All that comes from You is sweet, whether healing or pain.”
Though it indeed is hard, except for the humble. Humbleness is a stipulation of the prayer. It is a mark of the servant's need. The humble in the prayer are praised by the Real and chosen among the creatures. Prosperous are the faithful, those who are humble in their prayers [23:1-2]. Humbleness in the prayer is both outward and inward. The outward is that you keep your limbs within the stipulations of courtesy. You do not look right and left. You keep your eyes on the spot of prostration while standing, on the feet while bowing, on the tip of the nose while prostrating, and on your side while bearing witness. God's Messenger said that looking around during the prayer is to give Iblis a portion of it. He also said, “When the servant stands to pray, he is before the eyes of the All-Merciful. When he looks around, God says, 'Child of Adam! At whom are you looking? Are you looking at someone better for you than I? Child of Adam! Look at Me, for I am better for you than the one at whom you are looking.'”

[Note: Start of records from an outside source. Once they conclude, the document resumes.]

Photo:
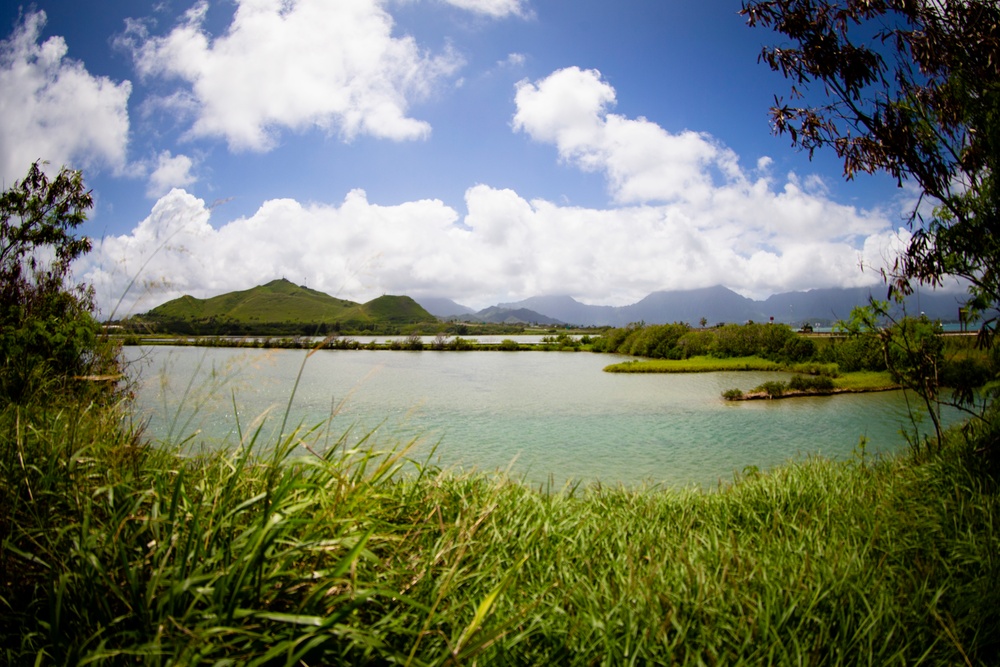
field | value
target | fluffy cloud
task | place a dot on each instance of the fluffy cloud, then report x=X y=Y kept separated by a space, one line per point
x=171 y=171
x=493 y=8
x=687 y=217
x=53 y=109
x=641 y=160
x=295 y=64
x=504 y=248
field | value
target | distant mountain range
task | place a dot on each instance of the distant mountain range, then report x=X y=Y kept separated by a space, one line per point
x=281 y=304
x=714 y=304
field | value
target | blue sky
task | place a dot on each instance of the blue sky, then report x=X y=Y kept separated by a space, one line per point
x=480 y=150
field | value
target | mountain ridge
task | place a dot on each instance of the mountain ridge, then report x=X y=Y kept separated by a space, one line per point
x=281 y=303
x=720 y=304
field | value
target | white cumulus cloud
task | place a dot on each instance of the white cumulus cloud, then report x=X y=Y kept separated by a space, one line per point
x=493 y=8
x=171 y=171
x=686 y=216
x=53 y=109
x=642 y=161
x=295 y=64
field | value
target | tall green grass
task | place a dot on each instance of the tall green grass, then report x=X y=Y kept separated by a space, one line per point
x=306 y=552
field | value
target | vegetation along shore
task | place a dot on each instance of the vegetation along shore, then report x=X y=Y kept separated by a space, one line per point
x=308 y=550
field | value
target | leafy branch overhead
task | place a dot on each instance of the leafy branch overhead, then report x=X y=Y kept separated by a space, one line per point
x=908 y=88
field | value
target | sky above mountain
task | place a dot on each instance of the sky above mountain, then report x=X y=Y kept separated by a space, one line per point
x=480 y=150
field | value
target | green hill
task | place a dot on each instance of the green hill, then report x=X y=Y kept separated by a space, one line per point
x=281 y=307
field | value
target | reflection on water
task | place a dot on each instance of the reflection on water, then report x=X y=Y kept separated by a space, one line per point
x=543 y=415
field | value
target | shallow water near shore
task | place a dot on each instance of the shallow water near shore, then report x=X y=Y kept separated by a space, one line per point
x=548 y=417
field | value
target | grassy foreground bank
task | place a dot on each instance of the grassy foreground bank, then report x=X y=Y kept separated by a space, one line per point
x=305 y=553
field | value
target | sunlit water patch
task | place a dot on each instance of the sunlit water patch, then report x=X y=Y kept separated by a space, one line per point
x=546 y=416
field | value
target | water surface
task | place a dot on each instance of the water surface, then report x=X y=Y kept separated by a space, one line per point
x=543 y=415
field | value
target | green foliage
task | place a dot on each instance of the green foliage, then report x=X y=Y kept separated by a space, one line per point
x=280 y=307
x=912 y=89
x=678 y=341
x=811 y=383
x=508 y=345
x=298 y=553
x=49 y=341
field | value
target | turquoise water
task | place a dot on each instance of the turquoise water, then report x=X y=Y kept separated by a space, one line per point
x=542 y=415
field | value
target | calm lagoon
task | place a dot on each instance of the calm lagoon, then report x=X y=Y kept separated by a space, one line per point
x=542 y=415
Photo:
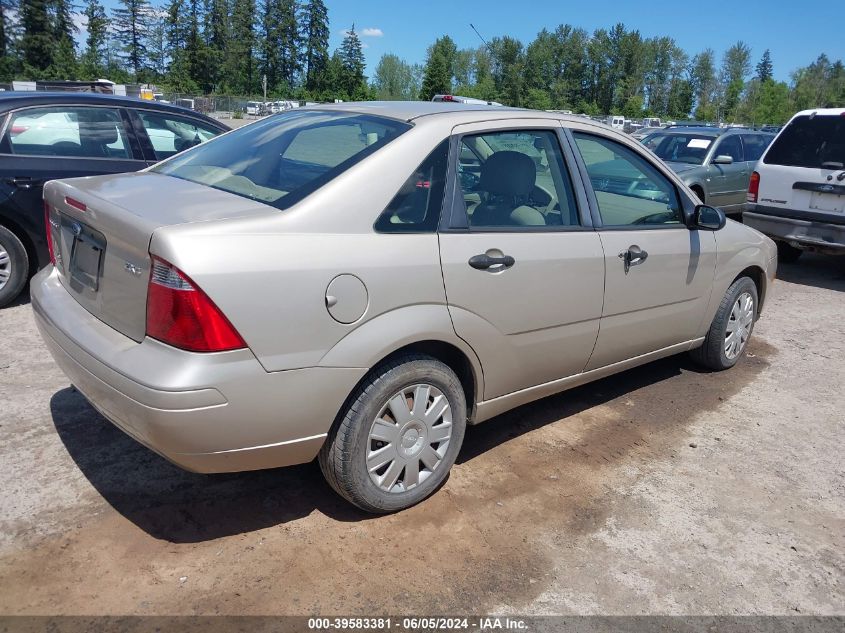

Inward humbleness is the fear of the heart, whether from remembrance and reflection or intoxication and gratitude. When God's Messenger prayed, his inward humbleness was such that everyone heard his heart's boiling, as has come in the report: “His breast used to boil like a cooking pot from weeping.”
One day the Messenger passed by a man in prayer whose hand was playing with his hair. He said, “If his heart had humbleness, his limbs would be humbled.” If this man's heart had fear, his hands would stay firm in the attribute of humbleness.
It has come in the traditions that in one of the battles, ʿAlī was struck by an arrow. The arrowhead was so stuck in his bone that as much as they tried, it could not be separated. They said, “Unless the flesh and skin is taken away and the bone broken, this arrowhead cannot be separated.” His elders and young ones said, “If this is the case, we must wait until he is praying, for we always see that in the devotions of the prayer it is as if he has no awareness of the world.”
They waited until he was finished with the obligatory acts and customs of the prayer and began with the supererogatory and additional acts. The physician came, opened up the flesh, broke the bone, and took out the arrowhead while ʿAlī remained as he was in the state of prayer. When he gave the greeting to complete the prayer, he said, “My pain has eased.”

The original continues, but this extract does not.